Last Friday, the United Kingdom’s years-long experiment in economic austerity got results: A credit downgrade from the rating agency Moody’s. This is the first time in the U.K.’s history that it has ever lost a AAA credit rating.
“UK’s economic growth will remain sluggish over the next few years due to the anticipated slow growth of the global economy and the drag on the UK economy from the ongoing domestic public- and private-sector deleveraging process,” explained Moody’s a statement justifying the downgrade. The country’s national GDP has stagnated as of late, declining 0.3% in the last quarter.

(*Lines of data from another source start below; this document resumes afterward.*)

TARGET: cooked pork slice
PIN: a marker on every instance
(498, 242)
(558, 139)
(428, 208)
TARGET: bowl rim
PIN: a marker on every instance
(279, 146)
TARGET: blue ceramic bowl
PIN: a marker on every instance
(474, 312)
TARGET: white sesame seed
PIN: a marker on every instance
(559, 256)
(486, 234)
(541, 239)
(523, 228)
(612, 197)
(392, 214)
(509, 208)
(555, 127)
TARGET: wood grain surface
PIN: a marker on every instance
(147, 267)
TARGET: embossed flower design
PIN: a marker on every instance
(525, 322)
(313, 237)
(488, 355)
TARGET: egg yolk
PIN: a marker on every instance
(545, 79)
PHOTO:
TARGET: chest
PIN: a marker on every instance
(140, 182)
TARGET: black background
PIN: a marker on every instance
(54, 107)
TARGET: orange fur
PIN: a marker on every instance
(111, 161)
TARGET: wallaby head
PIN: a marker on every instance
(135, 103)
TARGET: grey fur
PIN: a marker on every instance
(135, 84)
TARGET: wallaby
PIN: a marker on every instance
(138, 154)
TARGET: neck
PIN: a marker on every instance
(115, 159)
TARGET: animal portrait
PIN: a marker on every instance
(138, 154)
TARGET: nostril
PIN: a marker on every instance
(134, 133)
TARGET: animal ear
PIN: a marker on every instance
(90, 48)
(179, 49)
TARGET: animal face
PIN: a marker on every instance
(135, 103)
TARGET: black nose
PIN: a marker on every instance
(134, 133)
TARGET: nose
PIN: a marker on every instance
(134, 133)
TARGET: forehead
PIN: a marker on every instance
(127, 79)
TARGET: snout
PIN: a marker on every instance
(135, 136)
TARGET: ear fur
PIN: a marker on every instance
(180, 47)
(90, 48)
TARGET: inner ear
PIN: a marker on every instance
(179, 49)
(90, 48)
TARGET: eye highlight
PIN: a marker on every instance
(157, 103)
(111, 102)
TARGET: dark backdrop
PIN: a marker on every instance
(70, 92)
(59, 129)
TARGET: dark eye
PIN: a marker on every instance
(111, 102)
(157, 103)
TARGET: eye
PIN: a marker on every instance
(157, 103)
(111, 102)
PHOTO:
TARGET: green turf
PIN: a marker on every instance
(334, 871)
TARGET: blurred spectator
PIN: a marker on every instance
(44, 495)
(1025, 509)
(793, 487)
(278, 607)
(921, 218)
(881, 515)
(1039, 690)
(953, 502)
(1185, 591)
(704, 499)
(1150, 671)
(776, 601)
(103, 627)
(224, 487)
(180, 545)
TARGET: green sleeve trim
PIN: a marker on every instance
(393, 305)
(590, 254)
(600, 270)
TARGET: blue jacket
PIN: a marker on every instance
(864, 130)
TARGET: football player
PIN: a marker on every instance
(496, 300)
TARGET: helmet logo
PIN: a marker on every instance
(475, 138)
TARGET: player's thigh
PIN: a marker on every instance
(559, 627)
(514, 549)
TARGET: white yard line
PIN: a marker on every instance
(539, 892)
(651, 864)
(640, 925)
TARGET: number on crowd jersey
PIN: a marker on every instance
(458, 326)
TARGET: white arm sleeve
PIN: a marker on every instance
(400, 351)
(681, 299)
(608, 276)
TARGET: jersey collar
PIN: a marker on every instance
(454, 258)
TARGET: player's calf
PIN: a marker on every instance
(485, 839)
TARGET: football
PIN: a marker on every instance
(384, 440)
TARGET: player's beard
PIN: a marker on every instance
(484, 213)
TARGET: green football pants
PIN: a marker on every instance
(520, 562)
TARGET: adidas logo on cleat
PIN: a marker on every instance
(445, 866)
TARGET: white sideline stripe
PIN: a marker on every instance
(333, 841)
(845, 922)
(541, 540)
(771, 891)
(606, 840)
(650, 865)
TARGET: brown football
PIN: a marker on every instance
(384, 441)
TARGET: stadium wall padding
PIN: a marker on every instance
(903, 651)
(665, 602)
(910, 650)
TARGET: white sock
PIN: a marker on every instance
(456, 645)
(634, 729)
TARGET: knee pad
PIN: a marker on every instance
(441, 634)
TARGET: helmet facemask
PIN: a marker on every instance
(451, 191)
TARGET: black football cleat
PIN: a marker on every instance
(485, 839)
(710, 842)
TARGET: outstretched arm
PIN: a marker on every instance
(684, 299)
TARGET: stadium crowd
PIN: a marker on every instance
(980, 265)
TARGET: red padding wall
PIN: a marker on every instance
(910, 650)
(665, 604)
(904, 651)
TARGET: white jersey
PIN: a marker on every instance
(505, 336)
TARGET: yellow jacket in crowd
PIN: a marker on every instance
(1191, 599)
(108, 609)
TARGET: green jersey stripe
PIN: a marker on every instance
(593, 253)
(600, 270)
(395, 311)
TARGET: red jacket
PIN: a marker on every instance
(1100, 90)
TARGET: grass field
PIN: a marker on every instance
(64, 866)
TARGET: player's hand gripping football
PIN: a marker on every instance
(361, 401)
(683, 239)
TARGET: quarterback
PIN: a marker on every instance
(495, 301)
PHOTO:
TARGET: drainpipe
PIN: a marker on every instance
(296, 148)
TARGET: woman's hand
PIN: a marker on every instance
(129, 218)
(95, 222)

Since 2010, the leading Conservative-Liberal Democrat coalition government has been leading the United Kingdom through a protracted series of deep austerity cuts. In the wake of the Moody’s downgrade, Chancellor George Osborne announced that the government would “stick to its course.”
“As a guide to the future, ratings agency judgments are literally worse than useless,” wrote economist Paul Krugman, commenting on the downgrade. However, he described it as a “poke in the eye” for the U.K. government, which has tried to justify austerity on the grounds that it would increase investor confidence.
Meanwhile, the United States is poised to amplify its own experiment in fiscal contraction this week. Unless averted by an act of Congress, the sequester will automatically cut $85.3 billion dollars out of the federal budget on March 1. Analysis by non-partisan government agencies has already indicated that federal spending cuts have become a significant drag on the recovery.